Over the course of its history, our Maison has attracted intellectuals and inspired the greatest writers. The Brillantes Écritures exhibition brings together literary works, historic jewels, archive documents, drawings and photographs. The pieces on display tell the story of the links between the Maison and its famous writer clients and literary figures. These characters invite you to rediscover so many chapters in Chaumet’s history in an unexpected way, through historic accounts, society columns and romance novels.
Louise de Vilmorin was a French woman of letters. Her most famous novel, Madame de, was adapted for cinema by the German director Max Ophüls, starring Danielle Darrieux. At the centre of this game of love and lies: a pair of heart-shaped earrings, which are not dissimilar to the Maison’s emblematic sentimental jewellery.
Knowing the tastes and allure of this woman who, for her contemporaries, was elegance incarnate, Louise de Vilmorin’s friends decided to give her an accessory to use during her Parisian parties. Because she swore only by the excellence of French craftmanship, they ordered a magnificent jewelled evening bag from Chaumet for her, with a platinum and gold clasp, set with sapphires. She carried the bag so often she had it repaired several times by the Maison.
Edmond Rostand was a French poet and dramatist. His most well-known work, Cyrano de Bergerac, remains to this day the most performed play in France.
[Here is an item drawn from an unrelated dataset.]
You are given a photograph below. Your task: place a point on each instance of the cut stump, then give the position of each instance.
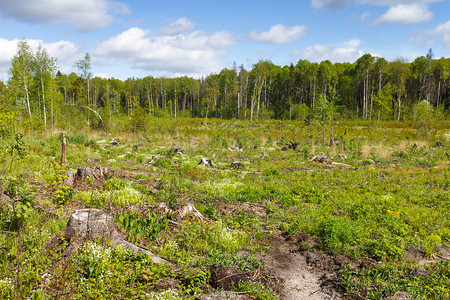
(92, 224)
We also remember Edmond Rostand for his unconditional love for his wife, the poet Rosemonde Gérard, who dedicated these famous lines to him: ‘Each day I love you more, Today more than yesterday and less than tomorrow.’
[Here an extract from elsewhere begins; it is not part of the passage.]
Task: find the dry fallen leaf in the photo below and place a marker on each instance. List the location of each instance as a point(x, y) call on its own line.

Both were clients of the Maison. Their orders included several rings Edmond Rostand gave his wife, honouring their love.
Colette was a resolutely avant-garde French writer, but also an actress, mime and journalist. She became friendly with the star jeweller of the time, Pierre Sterlé, who, with interplay of volume, created unique jewellery for the Maison. He who introduced her to the world of jewellery, as she wrote in her final work, Le Fanal bleu: ‘Through spending time with him, I became familiar with a luxury which was not my own. I learned names. I handled, the at first cold but quickly warming beautiful yellow metal, troublemaker and war-monger. More than once I held, before its owner did, some admirable toy, promised, feverishly awaited. I enclosed a stone in the hollow of my hand, as naked as a slave without master.’
At 165 Boulevard Saint-Germain, Chaumet will share its history, the most beautiful pieces from its heritage and its attachment to the arts. Behind a refined façade, representative of the area’s architecture, this new location will host a series of exhibitions open to all.